Tracking the Impact of Salmon Farm Removal
Thanks to the three First Nations of the Broughton Archipelago (Mamalilikulla, Namgis, and Kwikwasut’inuxw Haxwa’mis) and scientist Alexandra Morton, we can begin to look at changes in the health and abundance of wild salmon in the aftermath of salmon farm removal. Their preliminary report summarizes data from the Department of Fisheries and Oceans on salmon returns in 2024 and shows a distinct increase in returns of salmon that were not exposed to salmon farms early in their migrations.
Alex Morton summarized the findings in this email to the Prime Minister and Ministers:
Dear Prime Minister and Ministers,
We are writing to thank you and provide evidence that your policy to close salmon farms in the Discovery Islands is a historic success, one of the most measurably successful policies in the history of Canada to restore health and resilience to our environment.
In addition to the 17 salmon farms you closed, Mamalilikulla, Namgis, Kwikwasut’inuxw Haxwa’mis, Gwawaenuk, Kwiakah, Homalco, shíshálh and Nuchatlaht First Nations and Washington State closed another ~35 salmon farms. Together this extended your salmon farm-free corridor north to Alert Bay and south through Puget Sound. Salmon returns to this collective region in 2024 were noteworthy and remarkable.
Importantly, DFO forecast the 2024 salmon returns to this region would be poor. The indicators they used were not favourable to salmon survival. Then unexpectedly salmon returns skyrocketed across a 500km swath from the Broughton Archipelago near Alert Bay through the Discovery Islands into Puget Sound, precisely where the majority of industrial salmon farms had been closed.
For example, a river adjacent to the Discovery Islands averaging 6,500 salmon annually, saw a return of 52,000! The Viner River in the Broughton Archipelago saw a 22-fold increase in a single generation! Extraordinary returns ten to twenty times higher than recent generations occurred across the 500km but did not include the Salmon River where two salmon farms remain (see attached report).
Of note, the chum salmon that returned in astonishing numbers were the 1st generation to go to sea after Fisheries Minister Bernadette Jordan closed all salmon farms operating on the salmon migration route through the Discovery Islands in December 2020. Published research recorded a 96% decline in sea lice infection on the young salmon that went to sea through that region the following spring. The research team anticipated a boost in survival, but the 2024 returns far exceeded expectations.
While caution is advised in attributing the extraordinary 2024 salmon returns to your policy to remove salmon farms, we highlight in our report that this was a continuum, not a one off. DFO reported an unprecedented 1480% increase in pink salmon survival for a single generation protected from farm salmon lice by the 2003 provincial Pink Salmon Action Plan. As well, with their shorter lifespan, 2024 was the 2nd generation of extraordinary pink salmon returns post salmon farms. Discussions with biologists have failed to reveal an alternative explanation for the pattern of what is occurring. Next year will provide further data.
While we report primarily on chum salmon due to the robustness of data available for that species, we also include the DFO evidence of the same effect on Chinook, Coho and pink salmon.

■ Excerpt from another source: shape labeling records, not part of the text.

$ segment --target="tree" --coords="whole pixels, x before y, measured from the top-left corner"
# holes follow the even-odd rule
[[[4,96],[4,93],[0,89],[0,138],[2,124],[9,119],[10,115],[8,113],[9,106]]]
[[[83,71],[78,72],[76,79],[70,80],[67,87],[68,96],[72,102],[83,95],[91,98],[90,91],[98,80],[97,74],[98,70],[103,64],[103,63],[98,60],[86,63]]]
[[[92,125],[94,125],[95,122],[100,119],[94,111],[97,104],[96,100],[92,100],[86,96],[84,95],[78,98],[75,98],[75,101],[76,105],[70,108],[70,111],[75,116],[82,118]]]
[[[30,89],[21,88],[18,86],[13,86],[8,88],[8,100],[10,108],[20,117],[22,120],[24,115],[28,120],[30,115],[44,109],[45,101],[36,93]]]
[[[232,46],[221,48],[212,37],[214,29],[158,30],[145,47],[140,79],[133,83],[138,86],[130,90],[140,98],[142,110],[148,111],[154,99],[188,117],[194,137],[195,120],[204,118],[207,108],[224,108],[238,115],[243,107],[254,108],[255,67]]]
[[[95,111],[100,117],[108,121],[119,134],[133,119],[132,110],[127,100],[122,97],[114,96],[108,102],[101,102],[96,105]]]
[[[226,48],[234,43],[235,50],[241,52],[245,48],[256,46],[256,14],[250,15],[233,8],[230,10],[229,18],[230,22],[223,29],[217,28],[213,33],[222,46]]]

As chum salmon flooded into this region of BC and Washington State, both the northern and southern resident orca significantly increased their presence, a welcomed indicator of health in our environment.
Thank you for your vision, support of science and leadership to protect the fish that feed the trees that make the oxygen we breathe. This return of salmon provided economic benefits (commercial fisheries and a boon to wilderness tourism), provided essential nourishment to iconic and beloved whale population in two countries, brought nutrients to drought-stressed forests and gave hope to the thousands of British Columbians who witnessed salmon returns to streams they thought had died.